This is the first in our series of question/answer posts about effective communication, best practices in PR and social media and an occasional look inside Wheatley & Timmons.
Any burning questions you would like us to weigh in on? Let us know!
Hyper-consumption falls as new era of meaning and purpose takes hold
By Robert Wheatley
We are sitting at the threshold of a new epoch in brand marketing and communication. One where old voices tempting consumers to look for the thrill in upward mobility and finding the joy in toys is being replaced by a soulful search for things more meaningful, more substantive.
Now more than ever there is a need to align your brand with a new set of consumer-driven values, to chart a different course with a refreshed voice and message, more in sync with this seminal shift in consumer attitudes. Are you ready? Read on…
The economic “thwack” on the side of the head…
Leave it to one of the worst economic disasters America has seen to finally bring some closure on the continual debate between judging one’s life by the things you buy vs. the “softer values” of contentment, happiness and belonging. Hyper- consumption may well be the biggest casualty befalling strategies for marketing and business as the economy searches for a new path to growth.
While the cauldron of behavior change continues to boil…
Sure enough the pocketbook difficulties (owing more but having less) faced by consumers here and around the world remain bitingly fresh. According to a recent report published in Food Business magazine, consumer spending at restaurants declined 2.2% in 2009 from the previous year. While that may not sound like much it is nevertheless quite remarkable. The data just released by the Economic Research Service of the US department of Agriculture indicated it was the first year-to-year decline reported since 1949, and the largest single drop in the restaurant business since the height of the Great Depression in 1938.
Today Mintel research reveals that beverage alcohol sales were off by 4.9% in the on-premise channel (restaurants, bars and clubs) over the same period. As we cut back in restaurant visits, we’re moving our adult beverage consumption to the home front, up 1.2 % over the same period and over 21% since 2004.

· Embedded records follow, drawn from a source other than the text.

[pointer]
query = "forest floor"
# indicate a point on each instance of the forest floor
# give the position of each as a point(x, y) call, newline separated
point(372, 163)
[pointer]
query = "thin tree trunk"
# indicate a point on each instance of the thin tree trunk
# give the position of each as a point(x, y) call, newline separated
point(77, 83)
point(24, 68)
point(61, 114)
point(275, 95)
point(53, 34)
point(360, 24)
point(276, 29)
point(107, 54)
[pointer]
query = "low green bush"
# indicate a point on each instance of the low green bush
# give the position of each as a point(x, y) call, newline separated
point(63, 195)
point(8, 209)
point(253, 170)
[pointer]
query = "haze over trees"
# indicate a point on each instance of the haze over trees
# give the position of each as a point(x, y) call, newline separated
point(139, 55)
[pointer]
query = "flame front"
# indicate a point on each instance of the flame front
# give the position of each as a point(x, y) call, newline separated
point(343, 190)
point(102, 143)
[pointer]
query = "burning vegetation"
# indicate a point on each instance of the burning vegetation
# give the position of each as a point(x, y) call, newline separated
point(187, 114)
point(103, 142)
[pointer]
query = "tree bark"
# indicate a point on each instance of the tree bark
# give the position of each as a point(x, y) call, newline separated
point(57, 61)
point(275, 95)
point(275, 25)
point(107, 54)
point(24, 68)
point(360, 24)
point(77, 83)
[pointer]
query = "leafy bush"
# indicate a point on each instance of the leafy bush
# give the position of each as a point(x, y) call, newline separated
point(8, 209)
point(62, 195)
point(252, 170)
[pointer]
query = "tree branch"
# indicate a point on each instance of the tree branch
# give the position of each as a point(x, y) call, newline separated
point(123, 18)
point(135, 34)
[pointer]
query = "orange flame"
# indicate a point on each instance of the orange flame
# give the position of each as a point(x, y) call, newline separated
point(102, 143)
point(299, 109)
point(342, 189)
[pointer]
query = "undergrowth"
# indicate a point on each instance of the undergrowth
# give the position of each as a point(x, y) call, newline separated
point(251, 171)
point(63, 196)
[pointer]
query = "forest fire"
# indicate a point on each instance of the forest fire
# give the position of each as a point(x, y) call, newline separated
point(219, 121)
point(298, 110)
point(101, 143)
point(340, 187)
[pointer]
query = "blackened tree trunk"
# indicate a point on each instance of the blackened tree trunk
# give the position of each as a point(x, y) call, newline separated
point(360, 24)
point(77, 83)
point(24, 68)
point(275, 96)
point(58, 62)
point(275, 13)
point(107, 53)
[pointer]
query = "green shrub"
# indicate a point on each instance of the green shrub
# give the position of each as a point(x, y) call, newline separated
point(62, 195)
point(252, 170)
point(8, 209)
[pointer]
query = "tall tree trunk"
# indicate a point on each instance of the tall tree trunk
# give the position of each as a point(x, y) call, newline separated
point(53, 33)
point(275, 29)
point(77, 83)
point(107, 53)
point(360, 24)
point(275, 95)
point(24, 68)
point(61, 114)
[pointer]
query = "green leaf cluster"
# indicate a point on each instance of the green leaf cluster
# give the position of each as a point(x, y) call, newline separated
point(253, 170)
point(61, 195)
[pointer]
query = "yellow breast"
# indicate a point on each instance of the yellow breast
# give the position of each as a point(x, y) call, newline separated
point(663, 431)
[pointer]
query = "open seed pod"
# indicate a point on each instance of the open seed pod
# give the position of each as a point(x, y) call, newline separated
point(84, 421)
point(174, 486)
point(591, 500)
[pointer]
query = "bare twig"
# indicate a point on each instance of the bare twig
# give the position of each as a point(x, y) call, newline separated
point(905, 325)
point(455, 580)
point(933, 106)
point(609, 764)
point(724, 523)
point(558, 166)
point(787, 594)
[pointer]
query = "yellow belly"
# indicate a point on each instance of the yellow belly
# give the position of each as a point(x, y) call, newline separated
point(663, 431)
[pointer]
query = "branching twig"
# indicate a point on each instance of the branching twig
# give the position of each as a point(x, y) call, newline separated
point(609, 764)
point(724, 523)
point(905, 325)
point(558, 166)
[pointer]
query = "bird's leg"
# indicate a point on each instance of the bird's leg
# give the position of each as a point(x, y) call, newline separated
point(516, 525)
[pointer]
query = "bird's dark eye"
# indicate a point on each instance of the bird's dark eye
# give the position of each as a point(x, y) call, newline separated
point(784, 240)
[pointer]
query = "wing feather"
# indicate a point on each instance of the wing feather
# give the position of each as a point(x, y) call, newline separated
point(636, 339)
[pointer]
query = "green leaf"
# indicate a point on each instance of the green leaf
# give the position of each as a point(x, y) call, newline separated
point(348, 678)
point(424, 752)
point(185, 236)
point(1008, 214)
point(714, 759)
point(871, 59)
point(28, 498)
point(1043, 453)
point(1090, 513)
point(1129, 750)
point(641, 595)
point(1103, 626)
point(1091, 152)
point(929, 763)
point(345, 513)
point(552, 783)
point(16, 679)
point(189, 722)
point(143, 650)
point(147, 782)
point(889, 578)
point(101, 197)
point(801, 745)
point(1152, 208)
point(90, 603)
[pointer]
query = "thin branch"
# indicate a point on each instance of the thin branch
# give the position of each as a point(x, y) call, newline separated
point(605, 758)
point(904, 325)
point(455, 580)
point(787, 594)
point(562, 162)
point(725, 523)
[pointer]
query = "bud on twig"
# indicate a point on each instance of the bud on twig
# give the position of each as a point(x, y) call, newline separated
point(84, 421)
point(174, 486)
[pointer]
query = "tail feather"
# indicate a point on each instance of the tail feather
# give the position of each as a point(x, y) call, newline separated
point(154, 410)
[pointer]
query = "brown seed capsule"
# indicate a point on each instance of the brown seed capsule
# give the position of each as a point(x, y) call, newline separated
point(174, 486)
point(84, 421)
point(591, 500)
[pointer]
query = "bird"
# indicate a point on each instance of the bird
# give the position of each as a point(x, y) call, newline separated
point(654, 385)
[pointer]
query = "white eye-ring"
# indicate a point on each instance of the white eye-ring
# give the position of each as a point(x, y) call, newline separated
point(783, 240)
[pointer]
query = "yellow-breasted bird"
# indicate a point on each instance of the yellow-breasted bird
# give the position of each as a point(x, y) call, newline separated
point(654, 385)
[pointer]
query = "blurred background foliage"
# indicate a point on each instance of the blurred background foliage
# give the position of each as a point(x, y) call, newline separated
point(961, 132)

Hey buddy, can you spare a dime?
In a Forbes magazine report showcasing a new consumer attitude study from ad agency Euro RSCG , we find that saving rather than splurging is preferred now by 87% of Americans. And that 79% of us have way more respect for people who live relatively simple, debt-free lives than we do the bling-centric luxury lifestyle folk. Says Forbes: “Robin Leach has been sucker punched by Ed Begley Jr.”
Having possessions for their own sake and a sense of a life well lived are being separated from each other. Eight in 10, according to the study, believe that society has become too shallow, focusing on things that don’t matter. In a way you might say the “hyper-consumerist” life didn’t pan out the way consumers thought it would.
So what does this mean?
The data helps us see a new picture emerge:
80% of consumers are now shopping more carefully and mindfully.
54% are paying attention to the environmental and social impact of the products and brands they buy.
57% believe that cause participation matters.
More is less today about accumulation of goods. Instead our focus is on community, simplicity, a sense of purpose and belonging.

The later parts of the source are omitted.